After a recent study, researchers have found that asthma and COPD aren't so different and that they have many things in common. While they are still two separate diseases that should be treated differently, looking at them with a common denominator gives us insight on the best treatments.
One of the primary difference between the two is their triggers. Asthma reactions are triggered by cold air, exercise, and exposure allergens. Alternatively, COPD flare-ups are often caused by different respiratory tract infections.
The CHAIN study, recently published in "Chest", found that 15% of the patients diagnosed with COPD also had features commonly found in patients who have asthma. The researchers diagnosed these patients as having “ACOS” or asthma-COPD overlap (ACO).
Patients labeled as having ACO had a previous diagnosis of asthma or a robust bronchodilator response (BDR), defined as >400 cc and 15%. They also met ACO criteria if they had two of the following: blood eosinophils >5%, immunoglobulin E >100 IU/mL, or two separate bronchodilator tests with a positive BDR (>200 cc and 12%).
Asthma overlapping with COPD isn't a new concept. The line between COPD and Asthma has always been a little blurry to medical researchers.
The National Asthma Education and Prevention Program Expert Panel Report identifies asthma as "a complex disorder characterized by variable and recurring symptoms, airflow obstruction, bronchial hyper-responsiveness, and underlying inflammation."
The executive summary of the Global Strategy for the Diagnosis, Management, and Prevention of Chronic Obstructive Pulmonary Disease (GOLD) defines COPD as "a common preventable and treatable disease, characterized by persistent airflow limitation that is usually progressive and associated with an enhanced chronic inflammatory response."
Both Asthma and COPD have one thing in common – they are considered inflammatory diseases characterized by airflow obstruction.
The main separating factors are demographics, clinical history, and spirometry results. People can develop asthma usually as children or young adults. COPD usually develops after 40, with a history of smoking or exposure to air pollutants.
However, people over the age of 40 can still develop asthma and asthmatics who don't adequately treat their asthma and experience flare-ups can see a steady decline in their lung function. A genetic study concluded that there is little to no common genetic predisposition to COPD and asthma, or if there is, it is being obscured by environmental factors.

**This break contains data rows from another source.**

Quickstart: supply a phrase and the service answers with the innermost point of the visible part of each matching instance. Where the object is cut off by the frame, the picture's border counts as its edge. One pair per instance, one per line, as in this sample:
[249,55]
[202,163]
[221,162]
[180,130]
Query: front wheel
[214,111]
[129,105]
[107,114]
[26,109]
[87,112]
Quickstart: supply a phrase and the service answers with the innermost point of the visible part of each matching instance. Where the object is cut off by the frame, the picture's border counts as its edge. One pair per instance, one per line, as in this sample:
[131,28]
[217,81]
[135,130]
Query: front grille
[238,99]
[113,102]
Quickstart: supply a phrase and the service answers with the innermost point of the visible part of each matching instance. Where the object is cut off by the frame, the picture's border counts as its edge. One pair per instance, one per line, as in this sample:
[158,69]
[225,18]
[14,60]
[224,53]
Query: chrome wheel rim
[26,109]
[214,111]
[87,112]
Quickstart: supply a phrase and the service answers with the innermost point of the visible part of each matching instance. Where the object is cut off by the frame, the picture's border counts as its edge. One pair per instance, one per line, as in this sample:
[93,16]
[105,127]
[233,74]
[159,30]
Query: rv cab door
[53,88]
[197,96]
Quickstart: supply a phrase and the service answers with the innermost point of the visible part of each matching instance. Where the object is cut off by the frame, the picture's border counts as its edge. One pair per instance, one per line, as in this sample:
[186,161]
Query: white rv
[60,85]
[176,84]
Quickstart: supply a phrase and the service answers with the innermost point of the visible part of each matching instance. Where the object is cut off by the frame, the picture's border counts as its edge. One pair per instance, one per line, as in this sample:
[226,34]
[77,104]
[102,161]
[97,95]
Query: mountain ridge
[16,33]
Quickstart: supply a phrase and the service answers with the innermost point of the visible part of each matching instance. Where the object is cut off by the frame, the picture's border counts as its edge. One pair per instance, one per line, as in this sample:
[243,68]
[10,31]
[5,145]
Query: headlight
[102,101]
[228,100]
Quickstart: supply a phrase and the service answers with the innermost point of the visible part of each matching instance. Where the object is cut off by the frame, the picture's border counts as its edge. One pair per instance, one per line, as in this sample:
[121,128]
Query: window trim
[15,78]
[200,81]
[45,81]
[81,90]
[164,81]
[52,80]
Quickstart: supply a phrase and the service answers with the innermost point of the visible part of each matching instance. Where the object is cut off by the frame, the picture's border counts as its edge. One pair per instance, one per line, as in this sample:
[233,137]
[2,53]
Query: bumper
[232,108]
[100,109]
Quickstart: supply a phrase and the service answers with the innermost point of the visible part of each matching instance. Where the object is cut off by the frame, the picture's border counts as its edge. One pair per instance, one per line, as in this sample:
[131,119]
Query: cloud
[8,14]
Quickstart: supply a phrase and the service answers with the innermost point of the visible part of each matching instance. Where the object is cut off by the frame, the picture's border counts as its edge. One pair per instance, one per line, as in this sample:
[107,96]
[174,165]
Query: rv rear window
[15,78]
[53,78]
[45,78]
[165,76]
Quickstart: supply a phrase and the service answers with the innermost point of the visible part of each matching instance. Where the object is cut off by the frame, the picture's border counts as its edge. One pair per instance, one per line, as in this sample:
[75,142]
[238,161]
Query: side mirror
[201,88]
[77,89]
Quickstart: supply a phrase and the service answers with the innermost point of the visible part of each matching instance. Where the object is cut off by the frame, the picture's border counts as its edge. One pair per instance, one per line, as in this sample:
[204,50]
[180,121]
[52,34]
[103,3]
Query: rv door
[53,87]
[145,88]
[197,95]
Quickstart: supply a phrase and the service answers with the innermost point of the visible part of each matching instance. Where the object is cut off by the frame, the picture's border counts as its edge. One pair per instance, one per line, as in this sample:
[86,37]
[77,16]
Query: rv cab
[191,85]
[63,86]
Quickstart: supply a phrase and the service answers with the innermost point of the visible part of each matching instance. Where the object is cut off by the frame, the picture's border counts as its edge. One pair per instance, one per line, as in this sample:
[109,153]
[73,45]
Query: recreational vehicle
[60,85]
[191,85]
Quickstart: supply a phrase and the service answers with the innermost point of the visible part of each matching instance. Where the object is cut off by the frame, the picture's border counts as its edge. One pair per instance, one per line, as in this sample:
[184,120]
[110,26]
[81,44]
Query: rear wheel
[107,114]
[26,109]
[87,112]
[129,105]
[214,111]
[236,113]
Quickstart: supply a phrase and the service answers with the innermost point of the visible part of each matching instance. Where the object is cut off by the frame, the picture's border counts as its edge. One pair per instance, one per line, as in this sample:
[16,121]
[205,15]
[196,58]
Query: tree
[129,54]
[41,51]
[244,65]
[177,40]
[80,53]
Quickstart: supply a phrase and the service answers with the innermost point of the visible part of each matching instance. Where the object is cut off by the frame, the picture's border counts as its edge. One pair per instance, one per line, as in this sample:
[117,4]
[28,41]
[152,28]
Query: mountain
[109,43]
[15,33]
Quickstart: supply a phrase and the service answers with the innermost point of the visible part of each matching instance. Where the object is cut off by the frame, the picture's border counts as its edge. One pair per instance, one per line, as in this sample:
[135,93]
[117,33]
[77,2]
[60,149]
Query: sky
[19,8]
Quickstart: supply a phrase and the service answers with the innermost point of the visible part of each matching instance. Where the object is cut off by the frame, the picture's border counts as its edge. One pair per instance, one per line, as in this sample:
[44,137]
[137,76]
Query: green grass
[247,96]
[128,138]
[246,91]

Since the treatments for COPD and Asthma are so similar, does it matter how patients labeled with airway diseases receive treatment? The answer is yes. Inhaled corticosteroids (ICSs) are are often used to treat asthma. Some studies have shown that COPD patients with ACO exhibit improvements using inhaled corticosteroids and fewer exacerbations, yet others studies show that corticosteroids used with patients diagnosed with COPD alone may worsen their condition.
In closing, it is always best to consult your doctor or pulmonologist on how to manage and tell the difference between asthma and COPD. With so many treatment options available it is always wise to regularly consult with a physician to ensure proper treatment.